開幕直前編
ぶっちぎりの予行演習だ! セパンでいきなり汗を流したノリック(カメラ=遠藤智)
ぶっちぎりの予行演習だ! セパンでいきなり汗を流したノリック(カメラ=遠藤智)
 WGP開幕戦マレーシアGPの開幕を2日後に控えた14日、阿部典史がクランプリの舞台となるセパンサーキットに登場、早々とコースチェックを行った。ワークスを離れて、今季はスペインの「アンテナ3」からの出走と状況は厳しいが、ノリックは持ち前の明るさでグランプリ参戦5年目に挑む覚悟だ。セパンはオフのテストで好調だっただけに気合満点、日本GP(25日決勝)へ続く開幕2連戦へ元気のいい抱負が飛び出した。
 気合満点! 闘志もバリバリなんだけれど、この数日はどうも調子が出なかった。何となく熱っぽくて体がダルい。大事な開幕2連戦を前にどうしちゃったんだろうと心配だった。

 そんな話をしたら、気合が入りすぎてたんじゃないのかって笑われた。125ccの上田さんが、やっぱり気合が入りすぎると熱が出るらしい。それならいいんだけど、どうやらそうでもなさそうだ。

 いま、マレーシアでは、新種のウイルスによる脳炎が発生している。ウイルスが原因だっていうのは最近になって分かったんだけど、最初は日本脳炎だって言われていた。だから、ヤマハの関係者は全員、日本脳炎の予防注射をうってクアラルンプールに出掛けたんだ。

 どうやら、体をダルくさせている犯人は、この予防接種にあるような気がする。だって、その翌日から、僕のトレーナーの生田目さんも熱を出して寝込んでいる。はっきりしたことは言えないけど……。

 まあ、そんな状態も何日かしたら良くなってきたし、出発の日は無理やり気合を入れてぴりっとした気分で出掛けた。とうとう開幕戦が始まる。もう、ここからは最終戦まではノンストップ。あっという間に時は過ぎていく。そのあっという間を、悔いのないように全力で走り抜けたいと思っているんだ。
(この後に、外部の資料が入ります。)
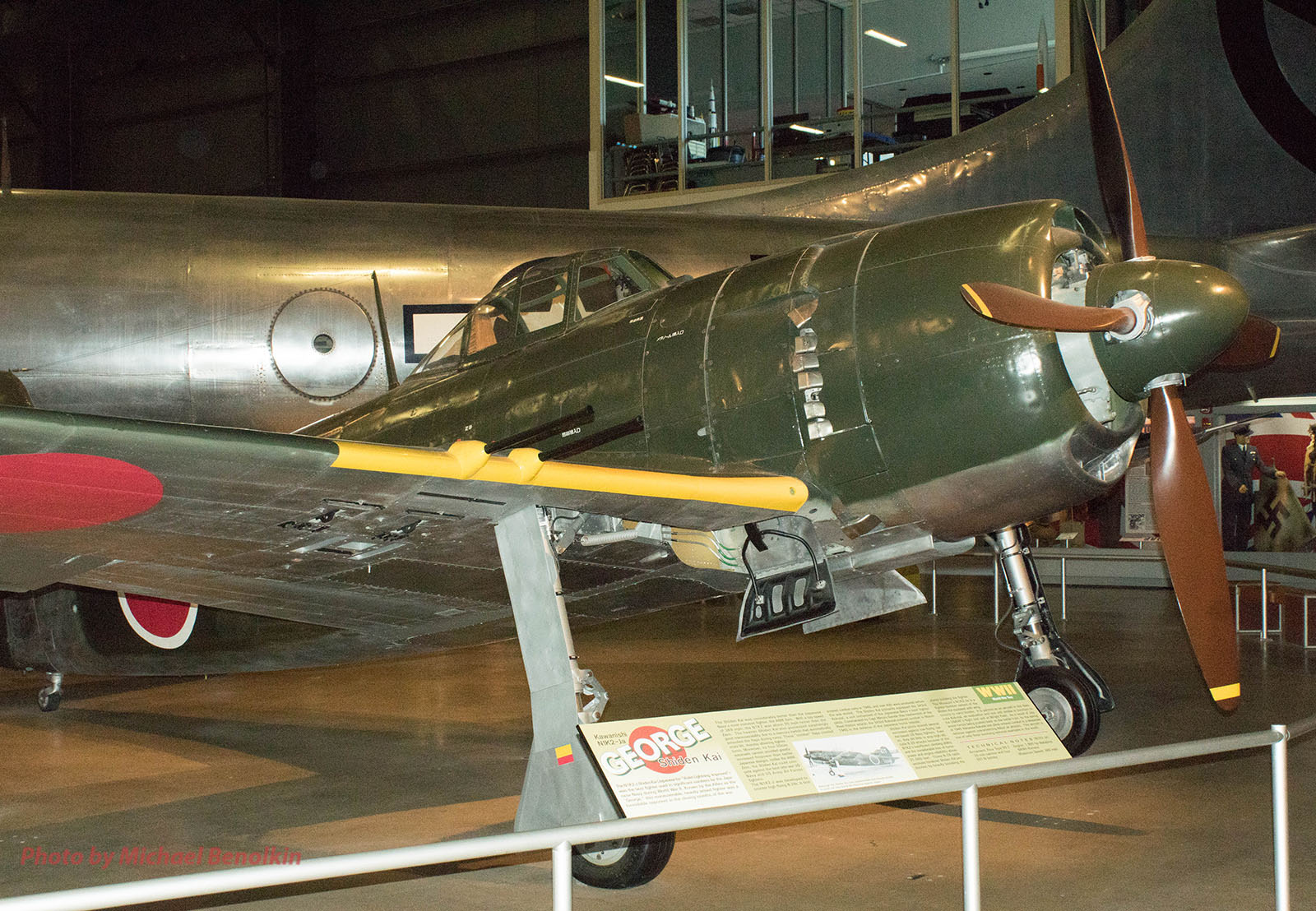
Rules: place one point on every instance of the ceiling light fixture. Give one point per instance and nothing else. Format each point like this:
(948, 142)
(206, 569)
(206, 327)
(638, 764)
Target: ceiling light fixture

 今年のオフのテストは、いろいろ得るものも多くて、まあまあだったような気がする。特に前半は良かった。後半のマレーシアとツインリンクもてぎは、チーム体制の問題もあって、スタッフも最小限、マシンも1台。いろいろとトラブルも出てタイムは出せなかったけれど、人間自体の調子はいいから心配はしていないけどね。

 もてぎのテストでビアッシが、「アベは時々速いだけ」って言ってたらしいけど、アイツは分かってないなって思った。何が分かってないかはここでは言えないけど、そうじゃないだろうってね。確かにビアッジはテストを追うごとに速くなってきた。侮れない相手だけど、練習とレースは違うから全然気にしてない。何を言われたって、レースでぶっちぎってやればいい。やっぱり最大の目標は、ミック(ドゥーハン)しかいないと思っている。

 とにかく、マレーシアGPで勢いをつけて、日本GPに挑みたい。この2連戦は初コースで、みんなチャンスだと思っているし狙ってくるはず。きっと激しいレースになると思うけど、やれることは全部やってきたし、あとは全力で頑張るだけ。

 とにかく、今年も1年全力で頑張るので、「No Limit」をよろしく。そして応援してください。